Un grand témoin du petit écran

Hervé Bourges brosse un tableau clair et précis de la télévision et de ses évolutions en cours.

Publié le 9 mai 2005 Lecture : 2 minutes.

Il est rare qu’un essai, genre où l’ennui rivalise souvent avec l’insignifiance, soit un plaisir de lecture. Celui d’Hervé Bourges et qui concerne la télévision fait exception ces temps-ci. Ce qui n’est pas étonnant puisque l’auteur a occupé presque toutes les fonctions possibles dans ce secteur : il fut, entre autres, président de France Télévisions et dirigea le Conseil supérieur de l’audiovisuel. Aussi écrit-il avec l’autorité de l’homme qui connaît son affaire. En ce sens, le tableau qu’il brosse de la télévision et du bouleversement que va entraîner la révolution numérique est clair, précis et nécessaire à celui qui entend savoir ce que l’avenir lui propose. D’autant que la télévision n’est pas un média dépassé. « Au contraire, écrit Bourges, c’est le média phare des prochaines années, qui n’en est qu’à la préhistoire de son développement. »
D’autant également que le petit écran propage un flot d’événements et d’émotions au retentissement planétaire qui crée une forme d’opinion publique universelle. C’est dire son importance puisqu’il installe une véritable hégémonie dans les esprits et que sa conquête fait partie intégrante de la puissance d’un État.
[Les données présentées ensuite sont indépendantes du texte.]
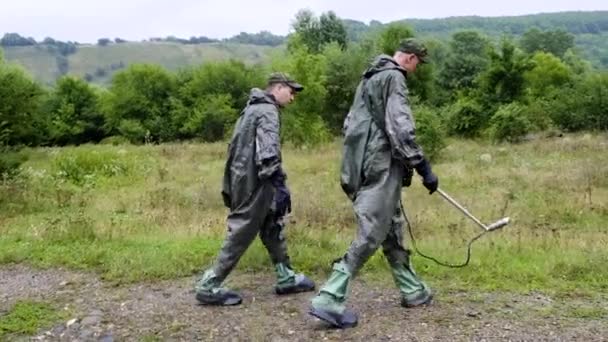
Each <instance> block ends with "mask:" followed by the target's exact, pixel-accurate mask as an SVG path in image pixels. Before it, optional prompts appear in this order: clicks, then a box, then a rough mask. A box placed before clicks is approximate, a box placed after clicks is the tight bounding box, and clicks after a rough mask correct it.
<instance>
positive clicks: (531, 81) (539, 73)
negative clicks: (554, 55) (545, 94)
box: [524, 52, 572, 99]
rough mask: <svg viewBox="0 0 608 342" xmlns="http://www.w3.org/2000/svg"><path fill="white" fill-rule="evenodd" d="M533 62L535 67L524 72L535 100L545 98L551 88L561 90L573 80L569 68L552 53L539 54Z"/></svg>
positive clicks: (538, 52)
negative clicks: (541, 97) (538, 97)
mask: <svg viewBox="0 0 608 342" xmlns="http://www.w3.org/2000/svg"><path fill="white" fill-rule="evenodd" d="M531 62H532V65H533V66H532V68H531V69H530V70H527V71H526V72H524V79H525V83H526V87H527V89H528V91H529V93H530V95H531V96H532V98H533V99H535V98H538V97H543V96H544V95H545V94H546V93H547V92H549V91H550V88H560V87H562V86H564V85H566V84H567V83H568V82H570V80H571V77H572V76H571V73H570V69H569V68H568V66H567V65H565V64H564V63H563V62H562V61H560V60H559V59H558V58H557V57H555V56H553V55H552V54H550V53H546V52H537V53H535V54H534V56H533V57H532V59H531Z"/></svg>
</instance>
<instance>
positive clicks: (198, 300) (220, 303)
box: [196, 293, 243, 306]
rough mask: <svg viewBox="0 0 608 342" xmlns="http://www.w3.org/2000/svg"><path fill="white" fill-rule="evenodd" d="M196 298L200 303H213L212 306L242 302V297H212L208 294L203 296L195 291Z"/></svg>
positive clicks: (224, 304) (238, 302)
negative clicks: (195, 291)
mask: <svg viewBox="0 0 608 342" xmlns="http://www.w3.org/2000/svg"><path fill="white" fill-rule="evenodd" d="M196 300H197V301H198V302H199V303H200V304H202V305H214V306H233V305H239V304H241V303H242V302H243V299H242V298H237V297H231V298H225V299H219V298H214V297H210V296H205V295H203V294H200V293H197V294H196Z"/></svg>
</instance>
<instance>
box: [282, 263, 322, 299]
mask: <svg viewBox="0 0 608 342" xmlns="http://www.w3.org/2000/svg"><path fill="white" fill-rule="evenodd" d="M274 268H275V270H276V273H277V283H276V284H275V286H274V292H275V293H276V294H278V295H285V294H290V293H298V292H307V291H313V290H314V289H315V283H314V282H313V281H312V280H310V279H309V278H308V277H306V276H305V275H304V274H302V273H298V274H296V273H295V272H294V271H293V269H292V268H291V266H290V265H289V264H287V263H278V264H276V265H274Z"/></svg>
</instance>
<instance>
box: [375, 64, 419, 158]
mask: <svg viewBox="0 0 608 342" xmlns="http://www.w3.org/2000/svg"><path fill="white" fill-rule="evenodd" d="M387 81H388V82H387V83H386V87H387V88H386V89H385V93H384V94H385V96H386V102H385V103H386V107H385V110H386V113H385V125H386V134H387V136H388V138H389V140H390V143H391V150H392V155H393V157H394V158H396V159H397V160H400V161H402V162H404V163H405V165H407V166H409V167H414V166H415V165H417V164H418V163H420V162H421V161H422V160H423V159H424V153H423V152H422V148H421V147H420V146H418V144H417V143H416V126H415V123H414V117H413V115H412V110H411V108H410V106H409V104H408V100H407V94H408V90H407V86H406V83H405V76H404V75H403V74H401V73H396V72H395V73H391V74H389V76H388V80H387Z"/></svg>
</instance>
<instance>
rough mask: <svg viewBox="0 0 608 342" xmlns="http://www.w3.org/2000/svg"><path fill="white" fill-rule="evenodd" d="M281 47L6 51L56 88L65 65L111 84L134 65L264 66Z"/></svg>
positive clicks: (180, 67) (14, 59) (14, 47)
mask: <svg viewBox="0 0 608 342" xmlns="http://www.w3.org/2000/svg"><path fill="white" fill-rule="evenodd" d="M278 49H281V48H280V47H272V46H262V45H250V44H239V43H202V44H180V43H170V42H128V43H120V44H109V45H106V46H100V45H78V46H77V48H76V49H75V52H74V53H71V54H67V55H62V54H60V53H58V52H56V51H55V50H54V49H49V48H48V46H46V45H45V44H38V45H34V46H11V47H3V50H4V55H5V57H6V59H7V60H9V61H16V62H18V63H20V64H22V65H23V66H24V67H25V68H26V69H27V70H29V71H30V72H31V73H32V74H33V75H34V77H35V78H36V79H38V80H39V81H41V82H42V83H45V84H52V83H54V82H55V80H56V79H57V78H58V77H59V76H60V75H61V72H60V70H61V66H60V64H61V63H65V62H64V61H67V66H64V68H66V69H64V70H66V71H67V73H68V74H71V75H77V76H80V77H84V78H86V79H87V80H89V81H91V82H94V83H101V84H103V83H107V81H108V80H109V79H110V77H111V75H112V74H113V73H114V72H116V71H118V70H120V69H122V68H124V67H126V66H127V65H129V64H132V63H154V64H160V65H162V66H164V67H165V68H167V69H169V70H178V69H179V68H182V67H186V66H188V65H196V64H201V63H204V62H208V61H218V60H226V59H230V58H234V59H237V60H242V61H244V62H246V63H248V64H254V63H263V62H265V61H266V60H267V58H268V57H269V55H270V53H271V51H276V50H278Z"/></svg>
Bref, qui a la maîtrise des écrans possède le pouvoir, qui domine le flux des images peut mieux assurer sa force idéologique.
Mais voilà qui nécessite des moyens considérables. Ainsi, le budget annuel de CNN, la chaîne américaine, s’élève à la somme extravagante de 1,6 milliard de dollars. La seule couverture du conflit en Irak a représenté un budget spécifique de près de 100 millions d’euros. De tels montants suffisent à relativiser les ambitions de la France qui ne prévoit que… 30 millions d’euros pour sa future chaîne d’information internationale.
Et Bourges d’enfoncer le clou et d’insister sur un fait trop souvent oublié : « La vraie influence d’un média international, écrit-il, n’est pas le fait de toucher son public par sa propre diffusion mais de vendre au reste du monde des images qui seront reprises et diffusées par toutes les télévisions nationales. » C’est en cela que ce livre est précieux. Non seulement parce qu’il précise les défis de demain mais surtout parce qu’il dégage des idées neuves et en pourfend d’autres, convenues celles-là. Hervé Bourges déteste le politiquement correct et les jugements préconçus. Au détour d’une phrase, il énonce quelques vérités d’autant plus surprenantes qu’elles émanent d’un homme du sérail.
Bourges se fera quelques ennemis dans le milieu audiovisuel. Il le sait et l’assume. Pour ne prendre qu’un exemple, on citera ce qu’il écrit sur « Arte », la chaîne culturelle franco-allemande : « L’expérience d’Arte montre les limites d’une télévision élitiste, qui expose la culture au lieu d’accomplir l’effort de la faire partager, et qui se soucie comme d’une guigne d’une programmation attrayante propre à lui assurer un large public. […] Arte court le risque de s’enfermer à terme dans un ghetto qui rétrécit, réduit à un petit nombre d’happy few qui se regardent penser en circuit fermé. » Ce n’est qu’un détail. Il prouve pourtant combien ce livre est salutaire.